Jakarta (ANTARA News) - Borok calon presiden Amerika Serikat dari Partai Republik, Donald Trump, kembali terekspos setelah perusahaannya diketahui pernah berbisnis di Kuba, dan ini mendorong lawannya dari Partai Demokrat, Hillary Clinton, angkat bicara dengan menyatakan Trump telah melanggar undang-undang Amerika Serikat.

Newsweek Kamis waktu AS lalu melaporkan bahwa sebuah perusahaan hotel dan kasino milik Trump diam-diam menjalin bisnis dengan Kuba yang adalah ilegal karena waktu itu AS menerapkan sanksi kepada pemerintahan presiden Kuba (waktu itu) Fidel Castro.
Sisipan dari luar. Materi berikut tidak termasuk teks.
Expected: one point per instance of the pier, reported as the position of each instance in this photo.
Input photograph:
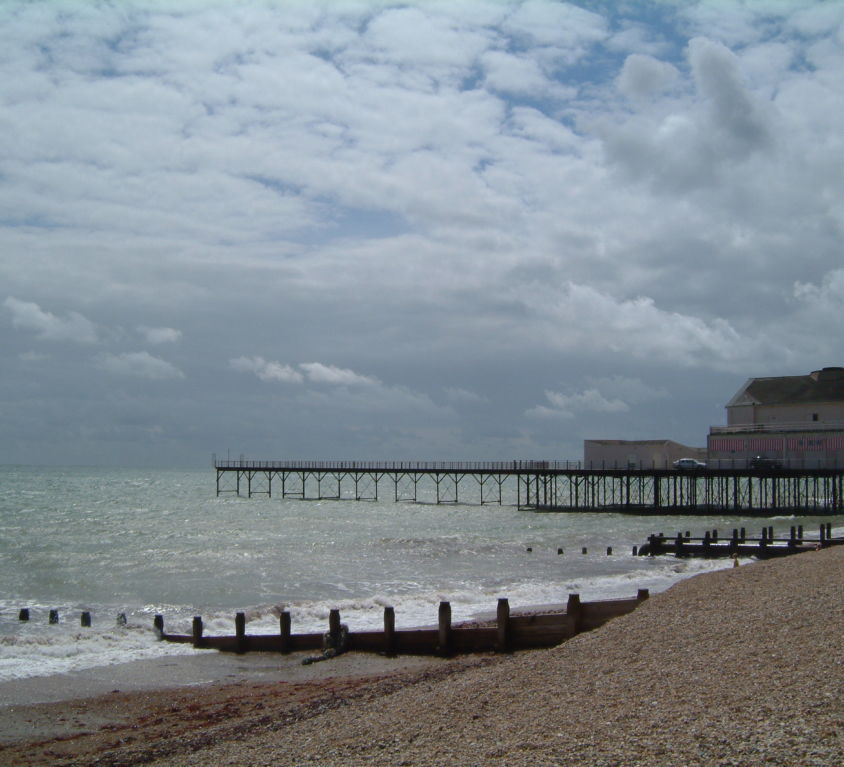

"Hari ini kita mengetahui usaha-usahanya untuk berbisnis di Kuba yang jelas menyalahi undang-undang AS, jelas-jelas mencemooh kebijakan luar negeri Amerika, dan dia dengan konsisten menyesatkan rakyat dalam menjawab pertanyaan apakah dia telah berusaha berbisnis di Kuba," kata Hillary kepada wartawan di pesawat kekampanyeannya.

Hillary dan Trump bersaing sengit menjelang Pemilu Presiden 8 November.

Newsweek, mengutip wawancara dengan bekas eksekutif Trump, dokumen internal perusahaan dan berkas pengadilan, melaporkan bahwa perusahaan Trump telah mengeluarkan paling tidak 68.000 dolar AS untuk kunjungan ke Kuba pada 1998 ketika perjalanan bisnis ke Kuba dilarang oleh pemerintah AS.

Perusahaan Trump itu tidak secara langsung membelanjakan uangnya, namun menyalurkan dana tunai untuk kunjungan ke Kuba itu melalui sebuah perusahaan konsultan Amerika, lapor Newsweek.

Mengutip bekas eksekutif Trump, Newsweek menyebutkan bahwa tujuan kunjungan ke Kuba itu adalah memberikan batu pijakan kepada perusahaan Trump sebagai ancang-ancang seandainya embargo AS ke Kuba dicabut oleh Washington.

Bekas eksekutif itu mengaku Trump ikut dalam pembahasan tentang kunjungan ke Kuba itu dan tahu itu terjadi, demikian Reuters.